Six mathematically grounded interaction protocols:

- **StructuredDebate** — proponent/opponent/judge triangle with evidence requirements
- **DelphiProtocol** — anonymous multi-round voting with rationale revision
- **BayesianAggregation** — logarithmic opinion pooling with expert calibration
- **NashBargaining** — multi-party interest balancing via Nash product maximisation
- **VCGMechanism** — incentive-compatible, strategy-proof aggregation
- **MajorityJudgment** — median-grade voting resistant to strategic manipulation

All protocols are composable via `ProtocolChain`.
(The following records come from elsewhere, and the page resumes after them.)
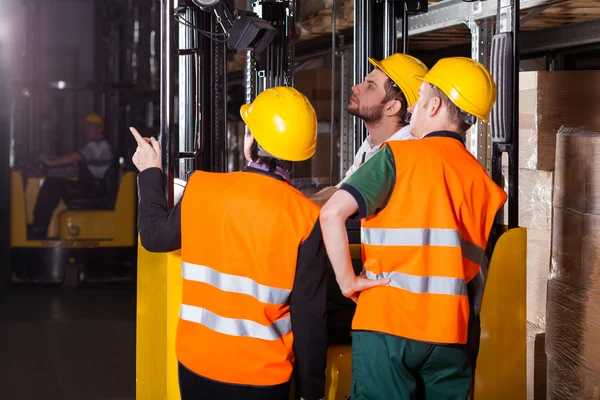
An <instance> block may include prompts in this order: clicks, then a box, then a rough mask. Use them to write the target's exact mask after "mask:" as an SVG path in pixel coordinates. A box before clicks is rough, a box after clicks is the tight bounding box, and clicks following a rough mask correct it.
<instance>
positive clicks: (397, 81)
mask: <svg viewBox="0 0 600 400" xmlns="http://www.w3.org/2000/svg"><path fill="white" fill-rule="evenodd" d="M369 62H370V63H371V64H373V65H374V66H376V67H377V68H379V69H380V70H381V71H382V72H383V73H384V74H386V75H387V76H389V77H390V79H391V80H392V81H394V83H395V84H396V85H398V87H399V88H400V90H402V93H404V96H405V97H406V101H407V102H408V105H409V106H412V105H413V104H415V103H416V102H417V100H418V99H419V88H420V87H421V81H419V80H417V79H415V77H417V76H424V75H425V74H426V73H427V71H428V69H427V66H426V65H425V64H423V63H422V62H421V60H419V59H417V58H414V57H412V56H409V55H408V54H402V53H396V54H392V55H391V56H389V57H388V58H386V59H383V60H381V61H377V60H374V59H372V58H369Z"/></svg>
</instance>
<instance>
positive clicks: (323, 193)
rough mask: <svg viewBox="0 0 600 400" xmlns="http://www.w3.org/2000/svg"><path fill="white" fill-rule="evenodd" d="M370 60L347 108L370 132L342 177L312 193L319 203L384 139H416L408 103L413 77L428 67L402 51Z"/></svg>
mask: <svg viewBox="0 0 600 400" xmlns="http://www.w3.org/2000/svg"><path fill="white" fill-rule="evenodd" d="M369 62H370V63H371V64H373V66H374V67H375V68H374V69H373V71H371V72H370V73H369V74H368V75H367V76H366V77H365V80H364V81H363V82H362V83H360V84H358V85H355V86H353V87H352V97H351V98H350V101H349V102H348V107H347V109H346V110H347V111H348V113H349V114H352V115H354V116H356V117H358V118H360V119H362V120H363V122H364V123H365V127H366V128H367V131H368V132H369V135H368V136H367V138H366V139H365V141H364V142H363V144H362V145H361V146H360V148H359V149H358V152H357V153H356V155H355V156H354V163H353V164H352V166H351V167H350V169H348V171H347V172H346V176H345V178H344V180H342V181H341V182H340V183H338V184H337V185H336V186H333V187H328V188H325V189H323V190H321V191H320V192H319V193H317V194H315V195H314V196H313V197H311V200H313V201H314V202H315V203H317V204H318V205H323V204H324V203H325V202H326V201H327V200H328V199H329V198H330V197H331V196H332V195H333V193H335V191H336V190H337V189H338V188H339V187H340V186H341V185H342V184H343V183H344V182H345V181H346V180H347V179H348V178H349V177H350V176H351V175H352V174H353V173H354V172H356V170H357V169H358V168H359V167H360V166H361V165H363V164H364V163H365V162H366V161H367V160H368V159H369V158H371V157H372V156H373V155H374V154H375V153H376V152H377V151H378V150H379V148H380V147H381V145H382V144H383V143H384V142H387V141H392V140H410V139H415V137H414V136H412V135H411V134H410V125H409V124H408V121H409V120H410V113H409V112H408V107H411V106H412V105H413V104H415V102H416V101H417V98H418V92H419V87H420V86H421V82H420V81H419V80H418V79H416V77H422V76H424V75H425V74H426V73H427V67H426V66H425V64H423V63H422V62H421V61H420V60H418V59H416V58H415V57H412V56H409V55H407V54H402V53H396V54H392V55H391V56H389V57H387V58H386V59H384V60H382V61H376V60H374V59H372V58H369Z"/></svg>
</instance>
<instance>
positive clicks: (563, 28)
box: [521, 19, 600, 55]
mask: <svg viewBox="0 0 600 400" xmlns="http://www.w3.org/2000/svg"><path fill="white" fill-rule="evenodd" d="M595 43H600V19H597V20H593V21H586V22H577V23H574V24H569V25H563V26H559V27H556V28H546V29H541V30H537V31H529V32H521V53H522V54H527V55H529V54H534V53H540V52H544V51H553V50H562V49H566V48H572V47H577V46H583V45H588V44H595Z"/></svg>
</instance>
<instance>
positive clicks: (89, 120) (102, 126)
mask: <svg viewBox="0 0 600 400" xmlns="http://www.w3.org/2000/svg"><path fill="white" fill-rule="evenodd" d="M83 121H84V122H91V123H92V124H97V125H100V127H101V128H102V129H104V119H103V118H102V117H101V116H100V115H99V114H96V113H89V114H88V115H86V116H85V118H84V119H83Z"/></svg>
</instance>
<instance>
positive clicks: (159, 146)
mask: <svg viewBox="0 0 600 400" xmlns="http://www.w3.org/2000/svg"><path fill="white" fill-rule="evenodd" d="M129 130H130V131H131V134H132V135H133V137H134V139H135V141H136V142H137V144H138V147H137V149H136V150H135V153H134V155H133V157H132V159H131V161H133V164H134V165H135V166H136V167H137V169H138V170H139V171H140V172H142V171H144V170H146V169H148V168H159V169H162V160H161V154H160V145H159V144H158V141H157V140H156V139H154V138H145V137H142V135H140V133H139V132H138V131H137V130H136V129H135V128H133V127H130V128H129Z"/></svg>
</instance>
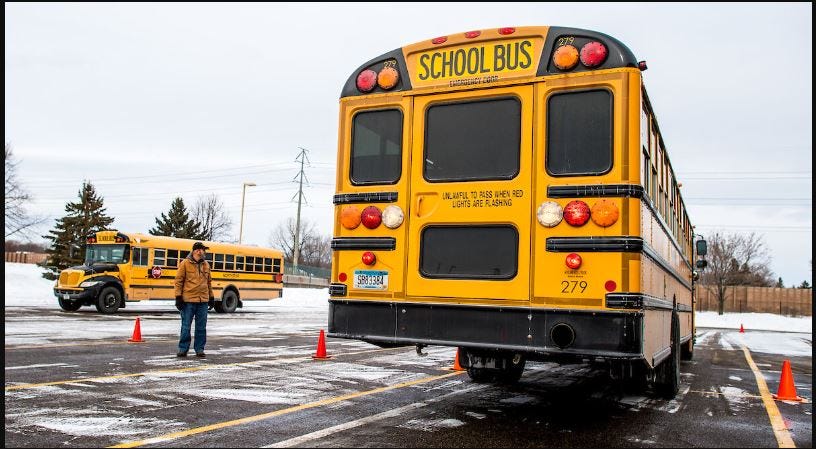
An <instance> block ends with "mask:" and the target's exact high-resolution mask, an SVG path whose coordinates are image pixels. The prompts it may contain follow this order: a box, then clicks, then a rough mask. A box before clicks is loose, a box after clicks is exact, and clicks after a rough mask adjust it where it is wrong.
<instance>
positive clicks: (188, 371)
mask: <svg viewBox="0 0 816 449" xmlns="http://www.w3.org/2000/svg"><path fill="white" fill-rule="evenodd" d="M394 349H400V348H382V349H369V350H365V351H357V352H346V353H343V354H338V356H347V355H357V354H368V353H371V352H383V351H392V350H394ZM401 349H404V348H401ZM310 360H312V357H311V356H309V355H307V356H304V357H292V358H288V359H275V360H274V361H275V362H281V363H286V362H299V361H310ZM265 362H266V361H265V360H253V361H250V362H236V363H223V364H218V365H214V364H206V365H201V366H194V367H188V368H173V369H165V370H155V371H145V372H141V373H129V374H117V375H114V376H100V377H81V378H79V379H71V380H57V381H53V382H42V383H36V384H20V385H12V386H8V387H6V390H5V391H13V390H25V389H29V388H39V387H49V386H52V385H66V384H75V383H82V382H98V381H105V380H113V379H125V378H128V377H142V376H154V375H160V374H171V373H183V372H190V371H202V370H207V369H220V368H226V367H230V366H244V365H250V366H251V365H258V364H261V365H265V366H268V363H265Z"/></svg>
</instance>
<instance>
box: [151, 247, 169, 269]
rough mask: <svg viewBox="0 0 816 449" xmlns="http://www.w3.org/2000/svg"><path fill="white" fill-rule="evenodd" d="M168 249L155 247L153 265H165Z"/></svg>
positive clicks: (160, 266) (162, 265)
mask: <svg viewBox="0 0 816 449" xmlns="http://www.w3.org/2000/svg"><path fill="white" fill-rule="evenodd" d="M166 251H167V250H164V249H154V250H153V265H156V266H158V267H163V266H165V265H164V255H165V253H166Z"/></svg>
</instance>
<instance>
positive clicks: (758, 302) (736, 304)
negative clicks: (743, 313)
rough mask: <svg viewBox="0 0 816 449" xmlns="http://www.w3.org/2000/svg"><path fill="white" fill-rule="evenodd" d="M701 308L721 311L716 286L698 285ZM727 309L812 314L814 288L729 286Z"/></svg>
mask: <svg viewBox="0 0 816 449" xmlns="http://www.w3.org/2000/svg"><path fill="white" fill-rule="evenodd" d="M694 288H695V293H696V295H697V310H698V311H701V312H702V311H709V310H710V311H717V309H718V304H717V294H716V293H715V291H716V290H715V289H714V288H713V287H711V288H709V287H707V286H705V285H696V286H695V287H694ZM723 311H724V312H737V313H750V312H756V313H775V314H777V315H786V316H812V315H813V290H812V289H809V288H778V287H748V286H742V285H738V286H730V287H726V293H725V304H724V308H723Z"/></svg>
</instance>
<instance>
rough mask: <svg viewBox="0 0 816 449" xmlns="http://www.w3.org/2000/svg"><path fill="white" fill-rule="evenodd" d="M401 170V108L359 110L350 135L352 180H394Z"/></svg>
mask: <svg viewBox="0 0 816 449" xmlns="http://www.w3.org/2000/svg"><path fill="white" fill-rule="evenodd" d="M401 172H402V112H401V111H399V110H396V109H388V110H381V111H370V112H360V113H358V114H357V115H355V116H354V127H353V129H352V135H351V182H352V183H353V184H394V183H396V182H397V181H398V180H399V178H400V175H401Z"/></svg>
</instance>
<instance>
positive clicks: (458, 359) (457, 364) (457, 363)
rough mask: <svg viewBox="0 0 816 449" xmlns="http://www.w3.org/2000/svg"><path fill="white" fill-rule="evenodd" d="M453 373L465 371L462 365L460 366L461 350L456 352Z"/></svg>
mask: <svg viewBox="0 0 816 449" xmlns="http://www.w3.org/2000/svg"><path fill="white" fill-rule="evenodd" d="M451 371H465V369H464V368H462V365H460V364H459V349H457V350H456V358H454V359H453V368H451Z"/></svg>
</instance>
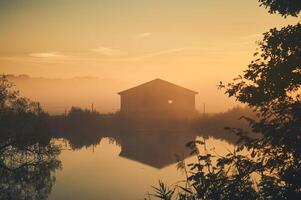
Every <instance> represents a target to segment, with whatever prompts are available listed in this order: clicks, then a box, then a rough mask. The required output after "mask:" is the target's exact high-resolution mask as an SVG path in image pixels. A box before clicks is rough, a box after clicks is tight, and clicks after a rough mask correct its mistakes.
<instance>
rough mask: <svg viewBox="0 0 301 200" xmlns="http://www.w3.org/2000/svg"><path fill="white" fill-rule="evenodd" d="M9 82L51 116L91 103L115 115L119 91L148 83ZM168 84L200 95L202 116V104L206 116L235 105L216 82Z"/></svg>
mask: <svg viewBox="0 0 301 200" xmlns="http://www.w3.org/2000/svg"><path fill="white" fill-rule="evenodd" d="M8 79H9V80H11V81H12V82H14V83H15V85H16V88H17V89H18V90H20V92H21V95H22V96H25V97H28V98H30V99H32V100H35V101H39V102H40V103H41V104H42V106H43V107H44V109H45V110H47V111H48V112H49V113H50V114H62V113H64V112H65V109H67V111H68V109H70V108H71V107H72V106H76V107H81V108H89V109H90V108H91V105H92V103H93V104H94V108H95V109H96V110H97V111H99V112H101V113H108V112H115V111H117V110H119V107H120V100H119V95H117V93H118V92H120V91H122V90H125V89H128V88H132V87H133V86H136V85H139V84H141V83H144V82H147V81H149V80H143V79H139V78H137V79H135V80H130V81H125V80H119V79H118V80H117V79H109V78H98V77H93V76H80V77H74V78H45V77H31V76H28V75H8ZM167 80H169V79H167ZM171 81H172V82H174V83H176V84H178V85H182V86H184V87H186V88H191V89H193V90H195V91H197V92H199V94H198V95H196V108H197V109H198V110H199V111H200V112H201V113H203V110H204V103H206V105H205V111H206V113H216V112H225V111H227V110H228V109H229V108H233V107H235V106H236V105H237V102H235V101H234V99H233V98H232V99H230V98H228V97H227V96H226V95H224V94H223V91H219V90H218V89H217V84H218V83H215V81H211V82H208V81H207V80H191V81H185V80H178V81H177V80H175V81H173V80H171Z"/></svg>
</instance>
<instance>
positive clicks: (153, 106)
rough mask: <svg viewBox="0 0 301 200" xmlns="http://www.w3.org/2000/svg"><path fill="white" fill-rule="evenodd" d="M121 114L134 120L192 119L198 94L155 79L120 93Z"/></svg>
mask: <svg viewBox="0 0 301 200" xmlns="http://www.w3.org/2000/svg"><path fill="white" fill-rule="evenodd" d="M118 94H119V95H120V97H121V107H120V112H121V114H122V115H124V116H127V117H132V118H182V119H184V118H192V117H193V116H195V114H196V109H195V95H196V94H197V92H195V91H193V90H190V89H186V88H184V87H181V86H178V85H175V84H173V83H170V82H168V81H165V80H162V79H154V80H152V81H149V82H146V83H144V84H141V85H138V86H136V87H133V88H130V89H127V90H124V91H121V92H119V93H118Z"/></svg>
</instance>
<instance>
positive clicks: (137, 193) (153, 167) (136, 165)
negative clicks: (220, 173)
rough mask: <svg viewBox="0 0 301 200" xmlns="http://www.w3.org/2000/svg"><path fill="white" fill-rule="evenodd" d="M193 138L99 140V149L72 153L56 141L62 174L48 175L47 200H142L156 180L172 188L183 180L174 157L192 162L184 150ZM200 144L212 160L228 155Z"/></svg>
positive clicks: (55, 172) (131, 138)
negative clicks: (61, 164) (179, 158)
mask: <svg viewBox="0 0 301 200" xmlns="http://www.w3.org/2000/svg"><path fill="white" fill-rule="evenodd" d="M200 136H201V135H200ZM193 138H195V135H191V134H189V133H188V134H185V133H183V132H182V133H166V134H159V133H148V132H143V133H139V134H135V135H130V136H128V137H127V136H124V137H121V138H109V137H103V138H101V139H100V142H99V144H93V145H92V146H88V147H87V146H83V147H81V148H79V147H77V148H76V149H74V148H73V149H72V148H71V147H70V146H72V144H71V145H70V142H69V144H68V142H67V141H65V142H63V141H62V140H59V141H58V140H57V141H56V143H60V144H61V145H62V148H63V150H62V152H61V154H60V155H59V160H60V161H61V162H62V169H61V170H56V171H55V172H54V176H55V179H56V180H55V183H54V185H53V188H52V192H51V193H50V195H49V199H51V200H66V199H72V200H80V199H81V200H82V199H85V200H99V199H106V200H116V199H123V200H133V199H144V198H145V197H147V193H148V192H150V193H152V188H151V186H154V185H157V184H158V181H159V180H162V181H163V182H165V183H168V184H171V185H172V184H177V183H178V182H179V181H181V180H184V179H185V176H184V174H183V173H182V172H181V171H179V170H177V167H176V162H177V159H176V156H175V155H176V154H177V155H180V156H181V157H183V158H185V161H186V163H189V162H193V161H194V159H195V158H194V157H190V156H189V149H188V148H187V147H185V143H186V142H188V140H191V139H193ZM206 144H207V148H208V149H213V148H214V151H215V152H216V153H218V154H224V153H225V152H227V151H228V150H229V149H230V150H232V149H233V145H232V144H230V143H229V142H227V141H225V140H220V139H217V138H213V137H209V138H207V139H206ZM73 145H74V144H73Z"/></svg>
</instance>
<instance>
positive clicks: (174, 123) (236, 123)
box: [49, 107, 255, 148]
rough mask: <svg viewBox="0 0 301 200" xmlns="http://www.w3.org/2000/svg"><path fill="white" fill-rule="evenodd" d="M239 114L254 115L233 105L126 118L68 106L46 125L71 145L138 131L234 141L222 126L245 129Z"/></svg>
mask: <svg viewBox="0 0 301 200" xmlns="http://www.w3.org/2000/svg"><path fill="white" fill-rule="evenodd" d="M241 116H247V117H254V116H255V114H254V112H252V111H251V110H250V109H248V108H242V107H236V108H233V109H230V110H228V111H227V112H224V113H218V114H210V115H208V114H206V115H203V114H200V115H199V117H196V118H194V119H187V120H183V119H182V120H180V119H157V120H156V119H152V120H147V119H127V118H124V117H123V116H122V115H121V114H120V113H118V112H117V113H111V114H101V113H98V112H97V111H91V110H87V109H81V108H77V107H72V108H71V110H70V111H69V112H68V113H67V115H58V116H51V117H50V118H49V125H50V129H51V132H52V136H53V137H56V138H64V139H67V140H68V141H69V142H70V145H71V147H73V148H81V147H88V146H91V145H96V144H98V143H99V142H100V140H101V138H103V137H110V138H114V139H115V140H116V141H118V140H119V138H121V137H123V136H126V137H127V138H130V137H137V135H141V133H148V134H150V135H154V134H162V135H166V136H167V137H172V136H173V135H172V133H174V132H182V134H186V135H189V136H191V135H193V136H194V137H197V136H201V137H204V138H209V137H213V138H215V139H221V140H226V141H227V142H229V143H234V142H235V141H236V140H237V136H236V135H233V134H230V133H229V132H228V131H226V130H225V127H227V126H232V125H235V126H236V127H238V128H241V129H247V128H248V123H247V122H245V121H244V120H241ZM183 144H185V143H183ZM183 146H184V145H183Z"/></svg>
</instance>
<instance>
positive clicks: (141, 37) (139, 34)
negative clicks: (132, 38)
mask: <svg viewBox="0 0 301 200" xmlns="http://www.w3.org/2000/svg"><path fill="white" fill-rule="evenodd" d="M151 35H153V34H152V33H150V32H145V33H139V34H137V35H135V38H137V39H142V38H146V37H150V36H151Z"/></svg>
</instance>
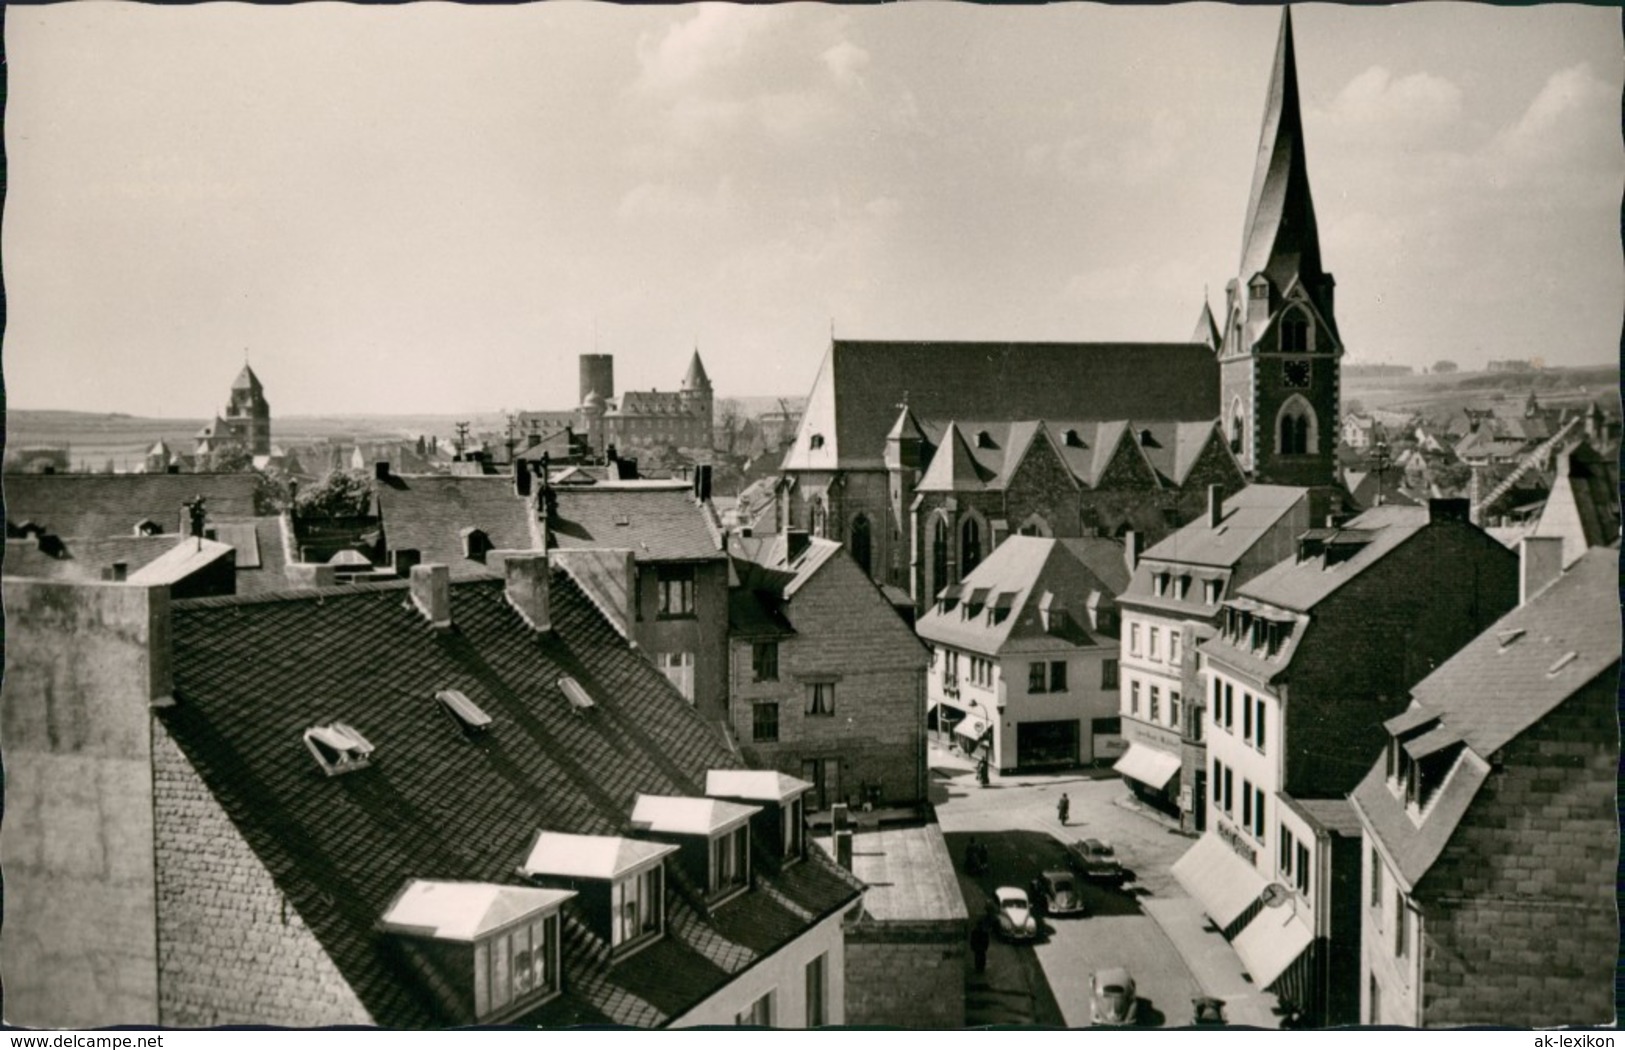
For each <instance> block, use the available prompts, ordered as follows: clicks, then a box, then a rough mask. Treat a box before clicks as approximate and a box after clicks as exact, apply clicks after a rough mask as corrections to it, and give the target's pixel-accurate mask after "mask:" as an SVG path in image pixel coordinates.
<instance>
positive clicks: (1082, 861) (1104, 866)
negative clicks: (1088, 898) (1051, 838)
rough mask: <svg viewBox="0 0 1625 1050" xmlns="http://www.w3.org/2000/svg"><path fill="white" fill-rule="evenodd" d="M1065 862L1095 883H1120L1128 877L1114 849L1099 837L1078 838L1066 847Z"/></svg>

### ✅ Decision Verification

Automated quality checks with mathematical foundations:

- **Pareto optimality** — is the recommendation on the efficient frontier?
- **Logical consistency** — does the reasoning chain contradict itself?
- **Confidence calibration** — does stated confidence match vote distribution?
- **Robustness** — would small perturbations flip the recommendation?
- **Dissent acknowledgment** — are minority views documented?

### 📋 Full Audit Trail

Every reasoning step, vote, and belief update is recorded:

```python
trail = result.audit_trail
trail.query(event_type=EventType.AGENT_REASONING, agent_id="bayesian_1")
trail.persist("audit_session.json")
```

### 📝 Decision Distillation

Compress multi-round deliberation into actionable executive memos:

```python
print(result.memo.to_markdown())
# Outputs: recommendation, key arguments, dissent, risk assessment, next steps
```

## Architecture

```
┌──────────────────────────────────────────────────────────┐
│                    verdict.Tribunal                       │
├──────────────────────────────────────────────────────────┤
│  Decision    →  Agents    →  Protocol  →  Verification   │
│  (problem)      (reason)     (deliberate)  (verify)      │
│                                             ↓            │
│                              Audit Trail + Distillation  │
└──────────────────────────────────────────────────────────┘
```

## CLI

```bash
# Run a decision from a JSON file
verdict run decision.json --model openai/gpt-4o --agents bayesian,devils_advocate

# List available agents and protocols
verdict agents
verdict protocols

# Validate a decision file
verdict validate decision.json
```

## Extensibility

Verdict is designed for extension at every layer:

```python
from verdict.agents.base import ReasoningAgent, agent_registry

@agent_registry.register("my_agent")
class MyCustomAgent(ReasoningAgent):
    agent_type = "my_agent"

    async def reason(self, decision, context):
        # Your custom reasoning logic
        ...
```

Supports custom agents, protocols, verification checks, audit exporters, and LLM middleware — all via a unified registry pattern.

## Model Support

Via [litellm](https://github.com/BerriAI/litellm), Verdict works with 100+ LLM providers:

- OpenAI (GPT-4o, o1, o3-mini)
- Anthropic (Claude Sonnet 4, Claude Opus 4)
- Google (Gemini 2.0 Flash, Gemini 2.5 Pro)
- DeepSeek (DeepSeek-Chat, DeepSeek-Reasoner)
- Local models via Ollama (Llama, Qwen, Mistral)
- Azure OpenAI, AWS Bedrock, Google Vertex AI

## Documentation

Full documentation: [bingdongni.github.io/verdict](https://bingdongni.github.io/verdict/)

## Contributing

Contributions are welcome. See [CONTRIBUTING.md](CONTRIBUTING.md) for guidelines.

## Citation

```bibtex
@software{verdict2026,
  author = {bingdongni},
  title = {Verdict: Verifiable Multi-Agent Decision Reasoning Engine},
  url = {https://github.com/bingdongni/verdict},
  year = {2026},
}
```

## License

Apache-2.0 — see [LICENSE](LICENSE) for details.